Under this model, the net income from the PAs can be shared, similar to an ancillary income source. In his experience, although the model worked well with trauma and hand, it did not work well with sports or joint practices.
“Physician ‘extenders’ are clearly the wave of the future,” he said, “enabling groups to provide more service and manage more patients at lower cost. “
Costs for PAs who staff an extended hours clinic should be excluded from the pool and recorded in the clinic cost center. “An urgent care or extended hours clinic is a practice benefit, and charges should be considered part of the general overhead,” he said.
Mr. Schreiner also noted that orthopaedic practices will need to pay attention to data management, possibly with a full-time data analytics staff. Practice management, clinical, outcomes, hospital, and episodic costs are among the data points that will need to be addressed.
Negotiating and contracting
“Negotiating,” said Mr. Schreiner, “is a process that attempts to satisfy or optimize the interests of all parties.” He advised focusing on the problem, not the people, and identifying common interests. “Don’t give ultimatums unless you truly will act on them,” he said. “Otherwise, you lose all credibility and bargaining positions.”
Understanding the other party’s value proposition is key to positioning a practice as the best choice to meet that proposition. “Identifying how you can meet their needs sets you apart and enables you to ask for what you need,” he said. However, he noted, “Payers and employers do not appear ready for risk-based or population management contracting. Orthopaedic practices will need to be patient and focus on gathering data and clinical information as they move toward these models.”

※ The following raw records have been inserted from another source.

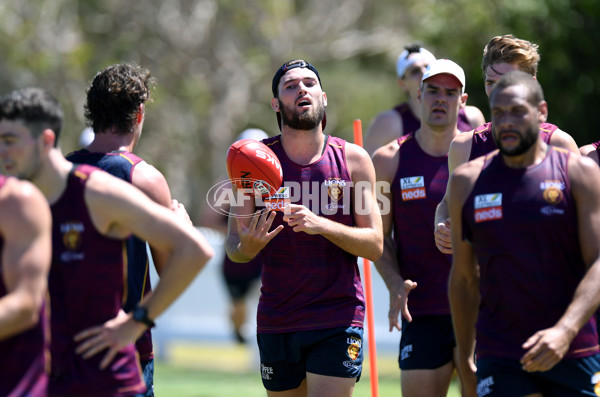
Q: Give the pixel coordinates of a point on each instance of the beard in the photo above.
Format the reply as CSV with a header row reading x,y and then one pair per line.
x,y
528,139
302,121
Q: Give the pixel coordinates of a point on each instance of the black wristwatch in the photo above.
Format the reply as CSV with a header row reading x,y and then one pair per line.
x,y
140,315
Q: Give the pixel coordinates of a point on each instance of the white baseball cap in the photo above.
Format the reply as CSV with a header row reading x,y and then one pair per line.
x,y
252,133
407,59
445,66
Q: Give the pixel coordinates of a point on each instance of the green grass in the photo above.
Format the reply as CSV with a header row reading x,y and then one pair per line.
x,y
225,370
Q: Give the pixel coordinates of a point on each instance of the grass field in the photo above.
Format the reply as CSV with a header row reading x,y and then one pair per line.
x,y
226,370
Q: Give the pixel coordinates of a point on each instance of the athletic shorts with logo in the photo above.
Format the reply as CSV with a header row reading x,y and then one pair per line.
x,y
499,377
285,358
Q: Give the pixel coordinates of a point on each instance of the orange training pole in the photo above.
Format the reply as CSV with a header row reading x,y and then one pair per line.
x,y
369,296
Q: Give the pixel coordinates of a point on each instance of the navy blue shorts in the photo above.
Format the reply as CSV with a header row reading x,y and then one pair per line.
x,y
427,342
148,372
498,377
286,358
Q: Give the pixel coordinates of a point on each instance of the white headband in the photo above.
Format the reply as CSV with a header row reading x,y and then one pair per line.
x,y
404,62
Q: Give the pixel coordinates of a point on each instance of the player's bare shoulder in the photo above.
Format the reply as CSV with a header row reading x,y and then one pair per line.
x,y
582,167
464,176
385,127
360,165
151,181
563,140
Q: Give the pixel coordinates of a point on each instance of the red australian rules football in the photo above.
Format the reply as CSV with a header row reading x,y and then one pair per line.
x,y
254,168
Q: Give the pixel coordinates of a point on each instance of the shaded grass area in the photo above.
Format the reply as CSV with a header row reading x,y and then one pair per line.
x,y
227,370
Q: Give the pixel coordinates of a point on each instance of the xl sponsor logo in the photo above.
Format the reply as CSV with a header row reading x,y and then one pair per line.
x,y
488,207
413,188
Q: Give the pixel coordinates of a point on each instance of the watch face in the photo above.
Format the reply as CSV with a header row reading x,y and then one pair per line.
x,y
140,314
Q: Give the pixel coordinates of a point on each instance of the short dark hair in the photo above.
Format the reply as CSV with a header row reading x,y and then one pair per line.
x,y
36,107
297,63
535,93
114,97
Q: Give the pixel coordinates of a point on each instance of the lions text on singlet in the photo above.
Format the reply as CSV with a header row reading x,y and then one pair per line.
x,y
86,283
483,141
23,357
522,224
307,281
410,122
121,164
418,186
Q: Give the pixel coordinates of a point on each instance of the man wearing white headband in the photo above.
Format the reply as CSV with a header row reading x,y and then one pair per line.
x,y
405,118
416,274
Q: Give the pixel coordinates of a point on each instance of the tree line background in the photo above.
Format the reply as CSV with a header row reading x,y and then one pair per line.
x,y
214,61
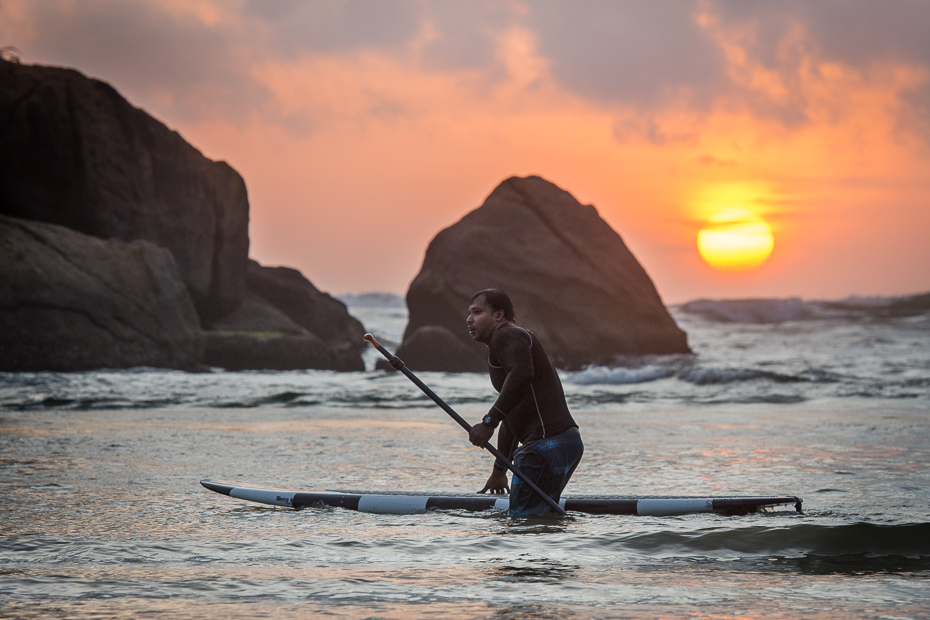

Mr. Schreiner identified the following ground rules as key points in any negotiation:
- Never negotiate lower rates than your largest commercial payer.
- Always include a 90-day termination clause “with or without cause.” This gives the practice the ability to force timely negotiations or to drop out if the payer changes the rules.
- Always insist on Medicare guidelines for payment.
- Specify Medicare at a fixed time (ie, the last quarter of 2014), rather than accepting current Medicare rates.
“Revenue sources are changing,” he concluded, “and the behaviors required to earn revenue will also need to change. Managing care will be as or more important than performing services. As a result, physicians will be well-positioned to lead the transformation of health care, because neither hospitals nor payers manage care.”
Information on the presenters’ potential conflicts of interest can be accessed electronically at www.aaos.org/disclosure
Frank B. Kelly, MD, cochaired the 2015 AAOS Now Forum. Mary Ann Porucznik is the managing editor of AAOS Now.